When he tries to laugh it off and say that women have power because they can use sex, she tells him that the “real power, authority and status” lies with men, and that he’s kidding himself if he thinks that younger women having sex with older men is anything but a transaction.
And it’s when Profumo dares to imply that Valerie used her gender to get roles that she reminds him she was just a teenager – like Christine – when she began acting. “Being a teenage girl is like being invited to a picnic, then you discover you’re one of the sandwiches,” she says.
It’s a tense encounter, but the first to really acknowledge how young Christine really is.
Credit: (C) Ecosse Films - Photographer: Ben Blackall
What happens during Christine’s trial?
Christine initially wants to plead not guilty to all charges, but her lawyer persuades her that pleading guilty to some of them will give him a better chance of arguing that she shouldn’t serve any jail time.
When Christine’s dad Colin (Neil Morrissey) reappears after years away, Christine’s lawyer Jeremy Hutchinson sees an opportunity to talk about Christine’s childhood and her search for a father figure.
Hutchinson tells the court that Christine became “the plaything of assorted men”.
“This girl has been condemned on all sides,” he says. “Held accountable for the downfall of a great minister. No one seems to have taken into account that Christine Keeler has barely left childhood.
“Any wrong she has done pales into insignificance tallied against the many wrongs committed against her.”
Hutchinson goes on to argue that Stephen corrupted Christine, and was able to do so because of her vulnerability because of the life she lived.
The judge sentences Christine to nine months in jail, and Hutchinson tells her that with good behaviour she’ll be out in six, but Christine seems more upset about the way Hutchinson used Stephen than she is about the jail time.
What’s going on while Christine is in jail?
While Christine scrubs floors and tries to get through her time in prison, on the outside her friends and acquaintances are moving on with their lives.
Profumo tries to find a job at Toynbee Hall in east London, but ends up becoming a volunteer for the charity, scrubbing floors (the irony!) and looking after elderly people.
Mandy releases a single, which she sends to Christine, but Christine promptly throws the record in the bin.
A worse betrayal comes from Christine’s father, who ends up speaking to reporters about his daughter.
Credit: (C) Ecosse Films - Photographer: Ben Blackall
What does Christine do after she’s released?
Prison has seen Christine forge a better relationship with her mum, who meets her on release and tells her that she’s got a room for Christine in her house if she wants it.
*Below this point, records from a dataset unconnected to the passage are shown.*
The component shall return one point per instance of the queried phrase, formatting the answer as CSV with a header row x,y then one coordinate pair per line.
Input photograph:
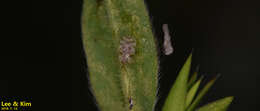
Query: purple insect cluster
x,y
127,49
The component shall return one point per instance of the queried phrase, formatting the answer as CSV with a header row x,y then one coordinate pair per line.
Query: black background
x,y
223,34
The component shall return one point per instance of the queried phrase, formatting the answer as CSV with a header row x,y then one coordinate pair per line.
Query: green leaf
x,y
192,92
201,94
105,24
219,105
177,95
193,78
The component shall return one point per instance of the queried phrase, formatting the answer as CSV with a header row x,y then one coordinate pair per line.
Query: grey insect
x,y
167,45
126,49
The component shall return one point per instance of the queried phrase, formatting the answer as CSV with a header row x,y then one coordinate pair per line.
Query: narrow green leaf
x,y
192,92
193,78
177,96
201,94
219,105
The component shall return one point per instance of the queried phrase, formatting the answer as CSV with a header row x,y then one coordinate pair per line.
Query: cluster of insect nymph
x,y
126,49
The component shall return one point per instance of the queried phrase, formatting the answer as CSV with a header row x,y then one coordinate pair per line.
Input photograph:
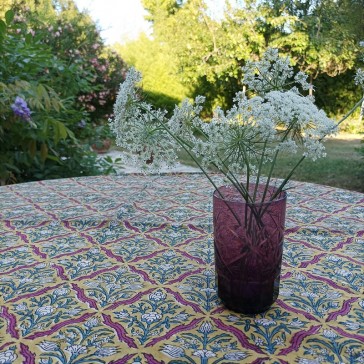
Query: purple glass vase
x,y
248,240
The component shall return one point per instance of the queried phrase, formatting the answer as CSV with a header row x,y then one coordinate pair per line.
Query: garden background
x,y
53,58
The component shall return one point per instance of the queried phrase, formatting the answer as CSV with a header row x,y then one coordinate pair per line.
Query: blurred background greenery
x,y
52,55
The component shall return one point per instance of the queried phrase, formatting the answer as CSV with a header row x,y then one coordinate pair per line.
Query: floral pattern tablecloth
x,y
121,270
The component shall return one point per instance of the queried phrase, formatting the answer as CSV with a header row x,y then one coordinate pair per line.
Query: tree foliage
x,y
53,61
320,36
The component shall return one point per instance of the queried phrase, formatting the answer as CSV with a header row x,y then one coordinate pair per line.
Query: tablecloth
x,y
120,269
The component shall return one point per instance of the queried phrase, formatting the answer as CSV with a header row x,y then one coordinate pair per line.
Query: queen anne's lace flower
x,y
238,142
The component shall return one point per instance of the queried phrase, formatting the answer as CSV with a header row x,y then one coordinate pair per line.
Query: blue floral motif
x,y
152,316
46,310
90,342
112,286
333,348
205,346
166,266
26,281
85,263
314,297
200,289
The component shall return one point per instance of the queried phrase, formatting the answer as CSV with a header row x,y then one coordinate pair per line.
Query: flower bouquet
x,y
248,213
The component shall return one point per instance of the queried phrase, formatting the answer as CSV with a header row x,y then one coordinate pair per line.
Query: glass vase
x,y
248,241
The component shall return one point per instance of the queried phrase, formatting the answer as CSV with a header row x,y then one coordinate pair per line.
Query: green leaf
x,y
44,151
9,16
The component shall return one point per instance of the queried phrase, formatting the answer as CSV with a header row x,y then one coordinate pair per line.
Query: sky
x,y
123,20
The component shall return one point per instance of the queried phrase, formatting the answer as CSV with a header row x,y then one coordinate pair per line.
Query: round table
x,y
120,269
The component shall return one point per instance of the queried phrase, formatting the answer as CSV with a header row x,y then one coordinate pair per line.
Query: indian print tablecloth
x,y
121,270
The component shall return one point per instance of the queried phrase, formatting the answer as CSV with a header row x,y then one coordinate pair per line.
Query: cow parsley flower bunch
x,y
238,142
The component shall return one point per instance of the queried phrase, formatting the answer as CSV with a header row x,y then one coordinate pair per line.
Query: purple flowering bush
x,y
57,85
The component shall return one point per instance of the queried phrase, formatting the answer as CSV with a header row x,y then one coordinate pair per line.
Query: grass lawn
x,y
343,166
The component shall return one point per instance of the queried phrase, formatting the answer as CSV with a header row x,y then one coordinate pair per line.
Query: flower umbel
x,y
21,109
238,142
After the pair eat together, Christine heads to Stephen’s flat, where she sees a for rent sign in the window. She then moves on to a nightclub, where a man offers to buy her a drink. She turns him down, and instead heads to the dance floor, where she finds freedom in dancing by herself.
“Christine Keeler,” she says in a voiceover. “Wherever I go I’ll never be able to escape her. But there is the story I know, and there is me. And they’re not the same. They’ve just got the same name.”
What happened in real life?
Stephen’s descendants applied to the Criminal Cases Review Commission to appeal against his conviction, but in 2017 the board rejected the appeal.
Profumo and Valerie never spoke publicly about Christine, and Profumo continued to work as a volunteer at Toynbee Hall for more than 30 years. He was made a Commander of the British Empire in 1975, and died aged 91 in 2006.
Mandy moved to Israel and opened a number of nightclubs before returning to the UK with her third husband.
Christine, who died in 2017, wrote three versions of her autobiography. According to The Trial of Christine Keeler, towards the end of her life she “became reconciled with Jeremy Hutchinson’s account of her as a vulnerable teenager subjected to domestic violence and grooming”, but she never wanted to be seen as a victim.